Abide” Homes In At The Grove

Grove Gallery

“Ghost House” by Eric March, oil on wood panel

I’ve always argued that owning a home or any other kind of building is just rent by another name. Whether renting and owning, the arrangement is ultimately temporary, evanescent.

Now Abide,” the latest art exhibition at the Grove — the co-working space on Chapel Street — proves to my many detractors that I am undoubtedly right.

Well, at least it engages the issue, and a whole lot more.

The exhibition, which runs through Jan. 10, features the work of four artists whom curator Elinor Slomba has brought together to meditate on the meaning of buildings in our lives, in the largest sense. Though also, in particular the buildings of New Haven.

Grove Gallery

“Family” by Shaunda Holloway, monoprint on fabric

At the opening reception last Wednesday, Slomba reported, the artists engaged in a conversation about the various connotations of abide,” ranging from to dwell” and to endure” to the word’s sense of abide by the law.”

The images in the show range from quietly traditional views of individual houses and roofscapes from artists Eric March and Peter Konsterlie, to schematic designs by architecture student Sungwoo Choi, to jazzy apartment blocks created by Shaunda Holloway. Cumulatively, they remind you that a building is very much in the eye of the beholder, or inhabitant. It can be a place of shelter and home to those who live within, and a mass of volumes, shapes, and colors that may be gorgeous or mysterious or perhaps even threatening to those of us who silently pass by.

Allan Appel Photo

“Ye Old Mill,” by Peter Konsterlie, acrylic on canvasboard.

Konsterlie’s three painterly offerings depict traditional houses and a water mill.

That’s generally a non-house, although his structure in the woods suggests a Hansel-and-Gretel-like sense of dread. Someone dangerous, perhaps the mill owner, might abide in the room above the wheel and waterworks.

Contemplating such possibilities and dualities makes the exhibition quietly energizing, and I wondered whether Konsterlie had been thinking in this mill composition, with the river running mightily in the foreground and stealing all the attention from the structure, whether water abides longest of all.

Allan Appel Photo

“Uptown Mama,” monoprint by Holloway.

To me the most interesting single composition in the show is Shaunda Holloway’s Uptown Mama,” a monoprint that’s a kind of busy montage of photo images of faces with a high-heeled shoe and lettering at the bottom left.

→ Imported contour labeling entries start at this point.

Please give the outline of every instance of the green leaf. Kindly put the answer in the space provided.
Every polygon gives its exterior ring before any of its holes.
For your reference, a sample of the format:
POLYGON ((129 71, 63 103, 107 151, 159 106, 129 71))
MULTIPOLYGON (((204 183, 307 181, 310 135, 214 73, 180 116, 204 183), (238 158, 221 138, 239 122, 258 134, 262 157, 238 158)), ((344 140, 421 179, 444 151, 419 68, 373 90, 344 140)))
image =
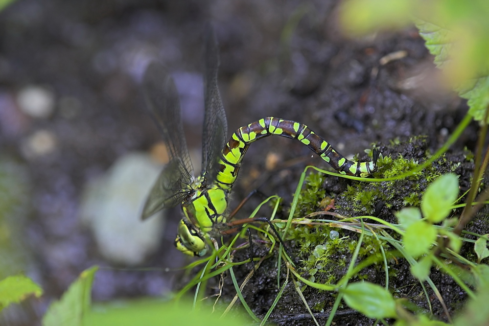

The houses it depicts are both flags and high-rises with window gates that look like prisons constructed perhaps of bamboo; they remind me of cages from movies and other imagery from the era of the Vietnam War.

Perhaps Holloway’s structures are versions of homes that should not abide.

Grove Gallery

“Design of houses in the shape of Korean characters” by Sungwoo Choi.

Over the course of the show, additional works — including models from the Yale School of Architecture — will be installed, Slomba reported. Interested viewers have until the beginning of next year to see how this show about buildings, well, builds.